I was completely prepared to admonish Lay’s for picking two “safer” flavors when it came to their Flavor Finalists, but Sriracha and Cheesy Garlic Bread now look really good. I can’t fathom them being any worse than these chicken & waffles chips. And to think, they could have totally struck it rich with that country pate and crusty baguette flavor…

(Editor’s Note: We reviewed the other two Lay’s Do Us a Flavor Finalists. Click here for the Cheesy Garlic Bread flavor and click here for the Sriracha flavor.)

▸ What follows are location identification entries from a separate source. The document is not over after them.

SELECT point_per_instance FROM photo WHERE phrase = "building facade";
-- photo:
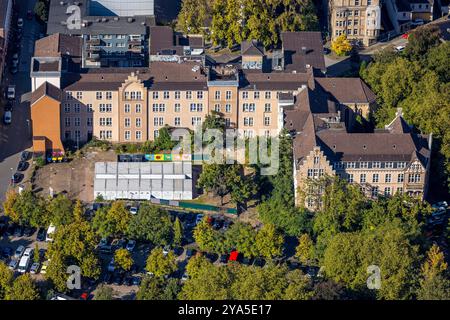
(359, 20)
(114, 33)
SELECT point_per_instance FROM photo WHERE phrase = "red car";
(234, 256)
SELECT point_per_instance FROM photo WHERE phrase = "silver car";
(19, 252)
(13, 264)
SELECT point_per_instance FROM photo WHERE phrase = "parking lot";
(16, 136)
(125, 284)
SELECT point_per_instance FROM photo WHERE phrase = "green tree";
(193, 16)
(206, 282)
(177, 233)
(254, 283)
(387, 246)
(36, 257)
(6, 279)
(269, 242)
(421, 40)
(207, 238)
(341, 46)
(242, 237)
(151, 288)
(305, 249)
(164, 141)
(434, 283)
(299, 286)
(123, 259)
(23, 288)
(159, 264)
(104, 292)
(61, 210)
(113, 220)
(151, 224)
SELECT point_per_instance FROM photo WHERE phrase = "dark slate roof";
(256, 80)
(163, 38)
(342, 146)
(347, 90)
(403, 5)
(301, 49)
(252, 48)
(46, 89)
(160, 76)
(57, 45)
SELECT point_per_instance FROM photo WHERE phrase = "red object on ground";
(234, 255)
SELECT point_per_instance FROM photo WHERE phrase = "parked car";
(35, 268)
(17, 178)
(136, 281)
(217, 224)
(13, 264)
(8, 106)
(49, 234)
(45, 266)
(166, 250)
(417, 22)
(7, 117)
(439, 205)
(223, 258)
(131, 245)
(7, 252)
(199, 218)
(28, 232)
(25, 261)
(118, 244)
(112, 265)
(41, 235)
(128, 280)
(25, 156)
(190, 252)
(226, 225)
(117, 278)
(18, 232)
(42, 253)
(23, 166)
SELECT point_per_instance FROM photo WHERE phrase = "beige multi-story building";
(385, 162)
(359, 20)
(131, 105)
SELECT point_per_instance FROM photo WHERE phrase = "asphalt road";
(16, 137)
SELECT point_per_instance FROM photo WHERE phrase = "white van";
(25, 260)
(50, 231)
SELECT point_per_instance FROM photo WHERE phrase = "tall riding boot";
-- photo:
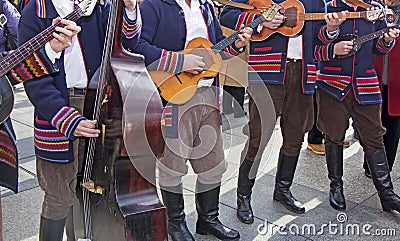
(51, 230)
(367, 173)
(69, 225)
(334, 161)
(245, 185)
(207, 211)
(380, 174)
(173, 200)
(283, 181)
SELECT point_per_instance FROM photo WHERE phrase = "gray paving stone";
(21, 215)
(26, 181)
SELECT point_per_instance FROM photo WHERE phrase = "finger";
(56, 20)
(64, 31)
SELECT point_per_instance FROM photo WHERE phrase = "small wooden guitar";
(180, 88)
(359, 40)
(295, 15)
(84, 8)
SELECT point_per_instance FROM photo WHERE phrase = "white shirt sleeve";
(51, 53)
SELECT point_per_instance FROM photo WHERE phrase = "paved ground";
(363, 219)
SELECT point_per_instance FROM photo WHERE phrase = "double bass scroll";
(128, 207)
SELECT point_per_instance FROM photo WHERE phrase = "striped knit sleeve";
(66, 121)
(325, 37)
(130, 28)
(383, 47)
(324, 52)
(36, 65)
(170, 61)
(245, 18)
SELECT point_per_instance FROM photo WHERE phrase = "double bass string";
(96, 115)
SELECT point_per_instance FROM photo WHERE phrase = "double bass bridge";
(91, 187)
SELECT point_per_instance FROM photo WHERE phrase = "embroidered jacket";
(164, 34)
(268, 58)
(393, 78)
(55, 121)
(8, 142)
(356, 73)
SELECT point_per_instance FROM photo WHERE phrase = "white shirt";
(195, 27)
(74, 64)
(295, 47)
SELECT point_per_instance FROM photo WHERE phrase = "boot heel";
(201, 231)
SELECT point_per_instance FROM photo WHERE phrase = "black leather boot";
(51, 230)
(283, 181)
(245, 184)
(207, 211)
(334, 161)
(69, 225)
(380, 174)
(367, 173)
(173, 200)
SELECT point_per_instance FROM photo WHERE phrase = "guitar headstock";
(390, 16)
(374, 14)
(86, 6)
(391, 2)
(270, 13)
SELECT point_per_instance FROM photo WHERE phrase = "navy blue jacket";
(55, 121)
(164, 33)
(268, 58)
(339, 76)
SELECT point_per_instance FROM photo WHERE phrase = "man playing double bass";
(59, 100)
(22, 72)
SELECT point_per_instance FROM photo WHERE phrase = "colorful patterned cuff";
(384, 47)
(36, 65)
(66, 121)
(325, 37)
(324, 53)
(171, 62)
(232, 51)
(131, 27)
(245, 18)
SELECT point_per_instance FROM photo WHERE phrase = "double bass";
(117, 195)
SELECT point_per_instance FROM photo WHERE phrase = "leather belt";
(293, 60)
(76, 91)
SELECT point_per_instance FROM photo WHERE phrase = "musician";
(386, 68)
(349, 87)
(59, 98)
(168, 26)
(22, 72)
(285, 65)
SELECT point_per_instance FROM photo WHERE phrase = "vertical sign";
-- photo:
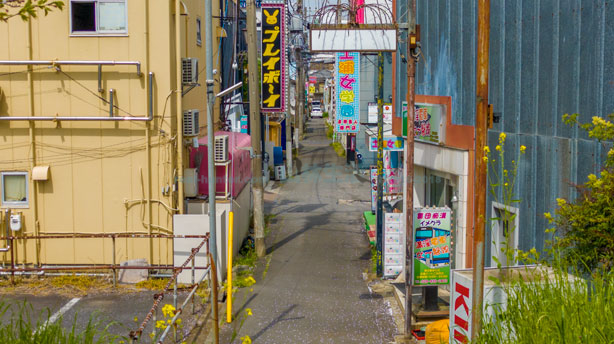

(Nutrition Facts – 28g/about 17 chips – 160 calories, 90 calories from fat, 10 grams of fat, 1.5 grams of saturated fat, 0 milligrams of cholesterol, 135 milligrams of sodium, 320 milligrams of potassium, 15 grams of carbohydrates, 1 grams of fiber, 2 grams of sugar, and 2 grams of protein.)

Other Lay’s Chicken & Waffles Potato Chips:
Junk Food Guy
Kotaku
BevNerd

Item: Lay’s Do Us a Flavor Finalist Chicken & Waffles Potato Chips
Purchased Price: $3.00
Size: 9.5 oz. bag
Purchased at: Weis Market
Rating: 1 out of 10
Pros: Crunchier than a normal Lay’s chips. Smells slightly better than sticking your head into an amusement park trash can. 
Cons: Heavy doses of brown sugar and ‘savory’ spices come together worse than blindly pouring an entire spice cabinet into a bowl. Moldy smell comes across in the seasoning. Can’t taste the potatoes. Quite possibly the least appetizing potato product I’ve ever eaten.